Plus: the MILF must do its part in dispelling BBL fears, say, by hunting down the fellow bomb terrorists of killed Malaysian extremist Zulkifli Hir or “Marwan”. That kind of trust-building actions by the Front is what peace advocates should urge, rather than just making motherhood statements to end war.
Don’t let extremists take power
To repeat, then, the obstacle to the peace deal is not a drive for all-out war, but the loss of trust in the negotiating parties, both Malacañang and the MILF. And Aquino’s deadline to pass the BBL largely unchanged or “undiluted, and his peace panel’s plugging for the Bangsamoro pact are actually making people even more wary about it.
The other flawed thinking among peace advocates is their unspoken view that if the Bangsamoro pact and law are implemented as they were framed by the government and the Front, it would lead to lasting peace.
In fact, if the BBL and the MILF pact enable entities with terrorist and separatist leanings to take power in Bangsamoro, it would lead to even greater threats and conflict.
Already, terrorists like Marwan have found refuge in rebel areas of Mindanao, which they consider safer havens that even Muslim countries like Malaysia and Indonesia.

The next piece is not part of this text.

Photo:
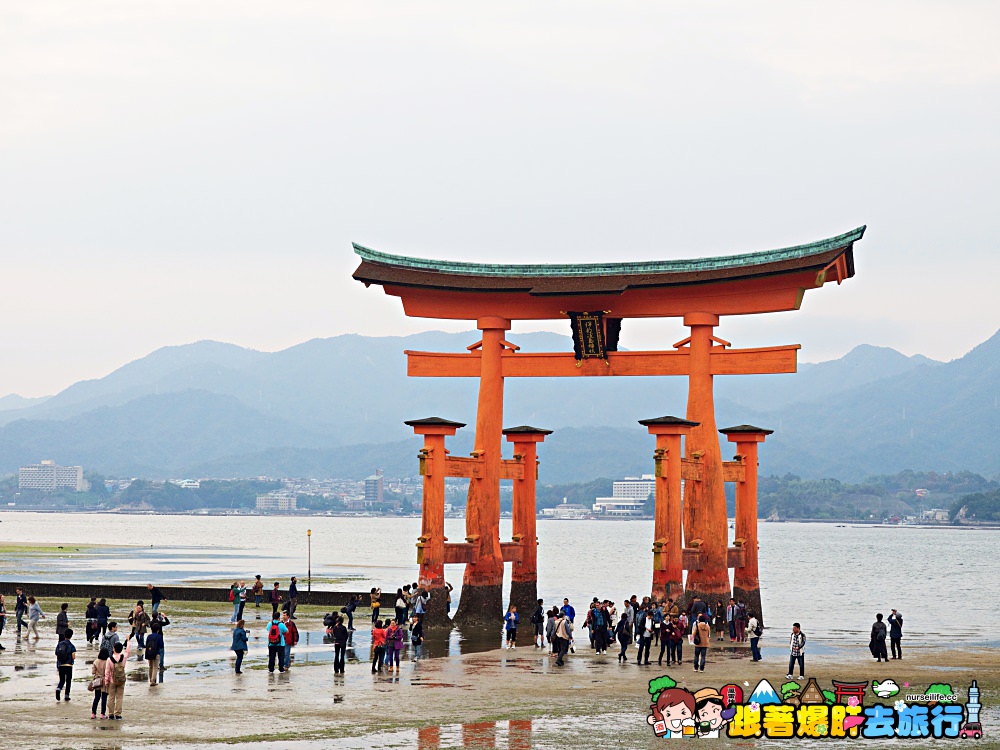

There would be more of them if the groups that have coddled Marwan and others come to power in the envisioned Bangsamoro.
And if separatists dominate the regional parliament and declare independence, that could spark a full-scale war, with possibly even foreign forces getting involved.
True peacemakers should work with Congress to counter such terrorist and secessionist scenarios, by inserting provisions condemning lawless violence and secession, and banning from public office those who harbor, support, or fail to take action against terrorists or separatists.
The struggle for peace must include effective measures to counter the forces of extremism. Otherwise, it would only plant the seeds of more heinous conflict.